Terlalu cepat turunkan suku bunga bank bikin sektor perbankan mati
Pihaknya mengingatkan kepada pemerintah untuk tak terlalu cepat menurunkan suku bunga kredit.
Pengamat Ekonomi Anton Gunawan menjelaskan penurunan suku bunga kredit terlalu cepat bakal membuat likuiditas perbankan semakin ketat. Apalagi, segmentasi kredit punya karateristik masing-masing.
"Kalau turunkan bunga terlalu cepat akan punya dampak negatif, lebih kepada likuiditas perbankan makin ketat karena kebijakan ini," ujar Anton di Kampus Atmajaya, Jakarta, Senin (21/3).

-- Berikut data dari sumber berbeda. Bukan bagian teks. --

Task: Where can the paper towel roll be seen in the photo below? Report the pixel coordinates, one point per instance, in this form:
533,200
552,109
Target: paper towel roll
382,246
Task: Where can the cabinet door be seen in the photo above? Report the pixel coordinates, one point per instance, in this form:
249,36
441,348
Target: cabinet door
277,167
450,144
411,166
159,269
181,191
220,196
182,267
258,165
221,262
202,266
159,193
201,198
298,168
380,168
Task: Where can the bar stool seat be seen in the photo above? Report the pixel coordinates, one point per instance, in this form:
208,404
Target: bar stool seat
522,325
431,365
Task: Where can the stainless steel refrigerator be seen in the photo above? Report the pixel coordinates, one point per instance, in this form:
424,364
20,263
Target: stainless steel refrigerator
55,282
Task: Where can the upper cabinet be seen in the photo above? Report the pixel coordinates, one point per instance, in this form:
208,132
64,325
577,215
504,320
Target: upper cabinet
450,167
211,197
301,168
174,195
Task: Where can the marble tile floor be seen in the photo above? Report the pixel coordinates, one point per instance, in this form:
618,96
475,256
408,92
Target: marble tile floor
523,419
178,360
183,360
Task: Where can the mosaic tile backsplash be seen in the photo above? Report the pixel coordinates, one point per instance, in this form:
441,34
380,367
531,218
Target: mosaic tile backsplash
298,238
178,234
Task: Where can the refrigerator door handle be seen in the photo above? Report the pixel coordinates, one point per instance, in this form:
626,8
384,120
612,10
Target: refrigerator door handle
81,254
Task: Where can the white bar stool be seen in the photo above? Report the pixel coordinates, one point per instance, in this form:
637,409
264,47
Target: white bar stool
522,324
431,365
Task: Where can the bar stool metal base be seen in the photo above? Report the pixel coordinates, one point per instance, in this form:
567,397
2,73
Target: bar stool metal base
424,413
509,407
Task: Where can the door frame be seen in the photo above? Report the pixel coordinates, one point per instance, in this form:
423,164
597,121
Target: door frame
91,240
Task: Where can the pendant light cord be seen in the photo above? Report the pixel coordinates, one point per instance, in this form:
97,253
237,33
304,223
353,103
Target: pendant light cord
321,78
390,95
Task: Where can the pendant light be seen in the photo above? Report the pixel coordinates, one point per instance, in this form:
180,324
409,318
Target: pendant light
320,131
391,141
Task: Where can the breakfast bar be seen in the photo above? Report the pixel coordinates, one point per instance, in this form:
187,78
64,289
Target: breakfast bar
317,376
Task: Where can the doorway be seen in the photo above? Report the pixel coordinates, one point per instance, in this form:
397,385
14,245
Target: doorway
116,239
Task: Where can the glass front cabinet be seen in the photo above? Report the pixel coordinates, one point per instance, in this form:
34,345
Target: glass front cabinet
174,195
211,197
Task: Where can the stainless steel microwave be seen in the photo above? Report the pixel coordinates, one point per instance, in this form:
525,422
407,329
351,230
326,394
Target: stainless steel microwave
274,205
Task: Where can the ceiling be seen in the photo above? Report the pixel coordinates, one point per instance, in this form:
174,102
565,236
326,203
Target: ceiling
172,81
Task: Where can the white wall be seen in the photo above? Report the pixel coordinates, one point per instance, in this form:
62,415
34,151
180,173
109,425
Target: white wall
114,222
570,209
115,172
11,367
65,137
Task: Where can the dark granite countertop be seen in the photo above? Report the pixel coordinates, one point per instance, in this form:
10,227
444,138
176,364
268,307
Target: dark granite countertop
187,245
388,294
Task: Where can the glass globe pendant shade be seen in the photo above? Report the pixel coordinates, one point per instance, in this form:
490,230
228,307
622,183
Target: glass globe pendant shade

Ekonom Bank Mandiri ini menegaskan dampak dari turunnya suku bunga bakal terjadi pengeluaran yang tinggi pada perbankan. Bahkan, adanya kelebihan biaya operasional Usaha Menengah Kecil dan Mikro (UMKM). Selain itu, bunga murah akan membuat biaya membengkak dan tak sebanding dengan bunga yang diberikan.
Pihaknya mengingatkan kepada pemerintah untuk tak terlalu cepat menurunkan suku bunga kredit. Namun, Anton mendukung dengan target kebijakan bunga single digit dengan perlahan.
"Hati-hati jangan kecepatan turunkan suku bunga, negatif signifikan kalau semua (segmen) single digit landing rate, termasuk mikro, karena mau dihitung apapun tidak bisa masuk, baik dari sisi pengumpulan dana, memberikan kredit, akuisisi konsumen, nagihin konsumen. Bank Perkreditan Rakyat (BPR) saja bakal kewalahan, tutup langsung, jangan terlalu cepat seperti ini, segmen per segmen dululah," pungkas dia.